Previously I discussed how important it is to children that teachers and parents acknowledge their feelings. While it seems that it would be a very simple task to listen to and acknowledge a child’s feelings, many parents and teachers have trouble or questions about how to deal with the feelings of a child.
Below are some common issues that teachers and parents may come across when facing the feelings of a child.
Students will not open up about their feelings. When asked how they feel they do not answer or give a short answer.
When asked out directly, many children will close up about their feelings. They do not like being put on the spot about the way they feel. In some cases children do not know why they are they are feeling a certain way. Many children do not know how to express their feelings in words.

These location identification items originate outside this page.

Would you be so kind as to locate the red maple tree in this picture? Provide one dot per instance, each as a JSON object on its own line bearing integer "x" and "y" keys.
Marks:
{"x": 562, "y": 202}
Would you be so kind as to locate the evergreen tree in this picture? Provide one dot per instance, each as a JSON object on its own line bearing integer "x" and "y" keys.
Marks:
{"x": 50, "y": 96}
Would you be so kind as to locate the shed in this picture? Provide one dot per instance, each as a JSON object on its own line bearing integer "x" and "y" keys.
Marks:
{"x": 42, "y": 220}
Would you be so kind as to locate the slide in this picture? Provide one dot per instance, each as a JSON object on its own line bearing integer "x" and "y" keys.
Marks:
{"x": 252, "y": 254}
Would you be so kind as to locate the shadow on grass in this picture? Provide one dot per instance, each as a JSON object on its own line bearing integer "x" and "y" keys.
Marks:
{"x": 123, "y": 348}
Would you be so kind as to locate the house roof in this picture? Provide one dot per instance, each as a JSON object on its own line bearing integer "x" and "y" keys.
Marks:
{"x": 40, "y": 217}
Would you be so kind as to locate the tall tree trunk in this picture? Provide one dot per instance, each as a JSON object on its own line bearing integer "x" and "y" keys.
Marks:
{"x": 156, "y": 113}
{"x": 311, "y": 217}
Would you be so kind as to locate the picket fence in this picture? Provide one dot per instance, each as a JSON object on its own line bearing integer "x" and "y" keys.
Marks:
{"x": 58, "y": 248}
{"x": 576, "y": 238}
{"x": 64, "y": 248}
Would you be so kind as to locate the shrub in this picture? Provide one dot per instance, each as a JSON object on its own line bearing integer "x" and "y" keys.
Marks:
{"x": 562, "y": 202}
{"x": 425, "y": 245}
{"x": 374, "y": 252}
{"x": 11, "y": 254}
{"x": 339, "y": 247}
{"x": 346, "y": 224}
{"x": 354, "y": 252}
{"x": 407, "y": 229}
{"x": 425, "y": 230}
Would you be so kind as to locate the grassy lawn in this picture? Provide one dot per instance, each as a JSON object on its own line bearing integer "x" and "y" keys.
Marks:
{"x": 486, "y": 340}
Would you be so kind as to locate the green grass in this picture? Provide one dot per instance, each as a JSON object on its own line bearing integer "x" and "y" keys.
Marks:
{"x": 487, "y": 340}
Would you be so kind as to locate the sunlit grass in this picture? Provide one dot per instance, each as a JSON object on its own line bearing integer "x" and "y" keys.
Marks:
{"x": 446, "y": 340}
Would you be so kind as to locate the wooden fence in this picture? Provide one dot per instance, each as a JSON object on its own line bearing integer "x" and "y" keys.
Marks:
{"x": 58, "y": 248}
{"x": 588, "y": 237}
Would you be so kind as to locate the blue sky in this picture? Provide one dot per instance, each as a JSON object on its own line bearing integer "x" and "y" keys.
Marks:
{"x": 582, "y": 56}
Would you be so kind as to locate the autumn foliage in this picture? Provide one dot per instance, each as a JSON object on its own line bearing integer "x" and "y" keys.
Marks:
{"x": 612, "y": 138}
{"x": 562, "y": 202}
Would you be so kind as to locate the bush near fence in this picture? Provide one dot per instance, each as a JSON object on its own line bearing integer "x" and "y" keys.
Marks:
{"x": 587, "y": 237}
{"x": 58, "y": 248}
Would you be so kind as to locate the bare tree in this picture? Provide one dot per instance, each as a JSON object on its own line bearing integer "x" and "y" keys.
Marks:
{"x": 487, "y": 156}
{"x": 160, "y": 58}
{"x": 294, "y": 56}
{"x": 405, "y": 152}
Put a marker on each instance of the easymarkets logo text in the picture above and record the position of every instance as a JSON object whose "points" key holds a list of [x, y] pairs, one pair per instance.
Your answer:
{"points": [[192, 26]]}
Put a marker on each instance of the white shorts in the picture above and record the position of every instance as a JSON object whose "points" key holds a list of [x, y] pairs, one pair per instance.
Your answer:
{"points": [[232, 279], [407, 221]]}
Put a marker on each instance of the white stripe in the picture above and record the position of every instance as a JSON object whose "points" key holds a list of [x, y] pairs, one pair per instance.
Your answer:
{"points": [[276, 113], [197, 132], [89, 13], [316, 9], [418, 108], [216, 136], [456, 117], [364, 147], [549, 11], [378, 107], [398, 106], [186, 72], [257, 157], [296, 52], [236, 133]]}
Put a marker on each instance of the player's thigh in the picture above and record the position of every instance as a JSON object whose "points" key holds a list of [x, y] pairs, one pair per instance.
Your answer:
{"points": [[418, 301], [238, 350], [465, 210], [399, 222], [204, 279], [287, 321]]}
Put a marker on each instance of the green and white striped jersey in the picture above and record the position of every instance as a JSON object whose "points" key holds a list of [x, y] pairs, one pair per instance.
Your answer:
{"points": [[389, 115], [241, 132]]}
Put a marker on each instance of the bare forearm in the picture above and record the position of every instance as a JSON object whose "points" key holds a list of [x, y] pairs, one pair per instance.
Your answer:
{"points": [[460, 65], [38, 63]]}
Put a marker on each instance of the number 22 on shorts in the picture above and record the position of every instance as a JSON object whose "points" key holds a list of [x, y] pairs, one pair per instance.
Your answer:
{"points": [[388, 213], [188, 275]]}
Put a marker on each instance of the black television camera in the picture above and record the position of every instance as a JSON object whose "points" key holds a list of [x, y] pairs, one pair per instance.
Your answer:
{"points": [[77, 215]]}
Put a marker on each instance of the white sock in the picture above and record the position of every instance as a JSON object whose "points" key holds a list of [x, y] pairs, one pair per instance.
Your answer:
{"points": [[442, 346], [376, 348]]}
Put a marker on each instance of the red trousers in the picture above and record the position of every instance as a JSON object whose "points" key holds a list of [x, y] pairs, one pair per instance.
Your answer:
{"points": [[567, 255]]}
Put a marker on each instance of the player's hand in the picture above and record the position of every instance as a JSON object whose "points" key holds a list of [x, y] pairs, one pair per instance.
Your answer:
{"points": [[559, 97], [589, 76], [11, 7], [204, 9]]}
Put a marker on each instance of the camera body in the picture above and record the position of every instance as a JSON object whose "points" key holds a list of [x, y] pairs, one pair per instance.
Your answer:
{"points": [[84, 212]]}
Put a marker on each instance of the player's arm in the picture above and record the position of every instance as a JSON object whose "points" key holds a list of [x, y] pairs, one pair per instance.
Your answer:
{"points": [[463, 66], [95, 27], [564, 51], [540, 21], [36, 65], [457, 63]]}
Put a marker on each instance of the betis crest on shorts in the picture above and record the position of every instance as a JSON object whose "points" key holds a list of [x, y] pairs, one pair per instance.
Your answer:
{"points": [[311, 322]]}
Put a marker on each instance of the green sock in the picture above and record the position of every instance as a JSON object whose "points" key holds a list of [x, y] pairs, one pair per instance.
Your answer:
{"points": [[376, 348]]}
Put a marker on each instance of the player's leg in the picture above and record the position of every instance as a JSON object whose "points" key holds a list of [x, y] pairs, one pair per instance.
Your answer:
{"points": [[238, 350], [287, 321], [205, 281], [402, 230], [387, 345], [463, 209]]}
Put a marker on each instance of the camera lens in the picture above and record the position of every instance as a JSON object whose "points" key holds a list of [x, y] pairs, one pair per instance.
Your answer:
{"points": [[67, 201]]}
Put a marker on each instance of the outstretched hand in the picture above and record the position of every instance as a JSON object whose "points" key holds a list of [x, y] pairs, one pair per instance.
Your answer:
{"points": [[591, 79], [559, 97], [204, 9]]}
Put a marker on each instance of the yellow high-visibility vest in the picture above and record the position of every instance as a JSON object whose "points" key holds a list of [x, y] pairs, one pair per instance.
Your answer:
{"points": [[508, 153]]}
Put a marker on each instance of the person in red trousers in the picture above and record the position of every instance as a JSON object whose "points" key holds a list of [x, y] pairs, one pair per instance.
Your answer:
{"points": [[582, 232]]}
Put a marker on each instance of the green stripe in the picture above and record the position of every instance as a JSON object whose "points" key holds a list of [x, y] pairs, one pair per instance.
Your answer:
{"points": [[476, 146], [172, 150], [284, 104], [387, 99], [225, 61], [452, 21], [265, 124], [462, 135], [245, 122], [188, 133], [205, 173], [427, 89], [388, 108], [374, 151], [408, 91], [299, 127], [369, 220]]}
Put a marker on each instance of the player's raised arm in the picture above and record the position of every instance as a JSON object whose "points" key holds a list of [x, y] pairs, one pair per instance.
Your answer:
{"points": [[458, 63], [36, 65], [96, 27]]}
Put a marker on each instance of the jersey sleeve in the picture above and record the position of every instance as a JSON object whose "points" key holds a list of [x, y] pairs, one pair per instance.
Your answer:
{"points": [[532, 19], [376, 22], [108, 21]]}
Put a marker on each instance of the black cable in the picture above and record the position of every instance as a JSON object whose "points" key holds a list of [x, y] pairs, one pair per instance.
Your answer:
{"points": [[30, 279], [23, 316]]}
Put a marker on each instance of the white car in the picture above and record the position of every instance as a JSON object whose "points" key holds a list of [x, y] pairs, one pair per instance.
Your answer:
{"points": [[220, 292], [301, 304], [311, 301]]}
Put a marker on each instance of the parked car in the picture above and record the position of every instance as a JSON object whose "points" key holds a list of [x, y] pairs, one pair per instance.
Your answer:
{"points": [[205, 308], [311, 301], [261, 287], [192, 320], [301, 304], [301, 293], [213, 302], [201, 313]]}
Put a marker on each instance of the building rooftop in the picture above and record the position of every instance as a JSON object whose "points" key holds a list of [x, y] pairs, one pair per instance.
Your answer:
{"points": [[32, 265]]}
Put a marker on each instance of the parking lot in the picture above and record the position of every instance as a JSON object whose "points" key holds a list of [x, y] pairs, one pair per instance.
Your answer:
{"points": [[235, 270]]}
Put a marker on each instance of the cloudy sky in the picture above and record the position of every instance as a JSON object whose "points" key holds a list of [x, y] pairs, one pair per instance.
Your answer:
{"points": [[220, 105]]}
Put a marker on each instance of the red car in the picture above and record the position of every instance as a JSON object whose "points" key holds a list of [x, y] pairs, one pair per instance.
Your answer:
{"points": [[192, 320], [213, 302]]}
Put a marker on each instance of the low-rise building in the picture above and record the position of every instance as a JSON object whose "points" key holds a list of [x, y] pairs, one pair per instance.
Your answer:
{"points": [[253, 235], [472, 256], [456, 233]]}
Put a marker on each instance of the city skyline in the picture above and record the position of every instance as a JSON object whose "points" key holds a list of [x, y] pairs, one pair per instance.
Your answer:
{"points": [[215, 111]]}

In this case, it is best to avoid the why, what, and how questions. If you have a guess on what is going on, then go with it. If you think that the child is having trouble with bullies, then say something like “it can be hurtful when someone teases or picks on you.” Even if this is not what is going on with the child, he or she now knows that you are tuning into his or her feelings. It also lets him or her know that you are there if he or she wants to talk more.
Some teachers do not feel that it is their job to listen to and deal with the feelings of the students. They feel that it is the job of the guidance counselor.
While a guidance counselor should be sought for serious or complicated issues, everyday emotions and feelings affect your class in many ways. Taking a few moments to deal with them can enhance the learning and teaching in your classroom without losing value time.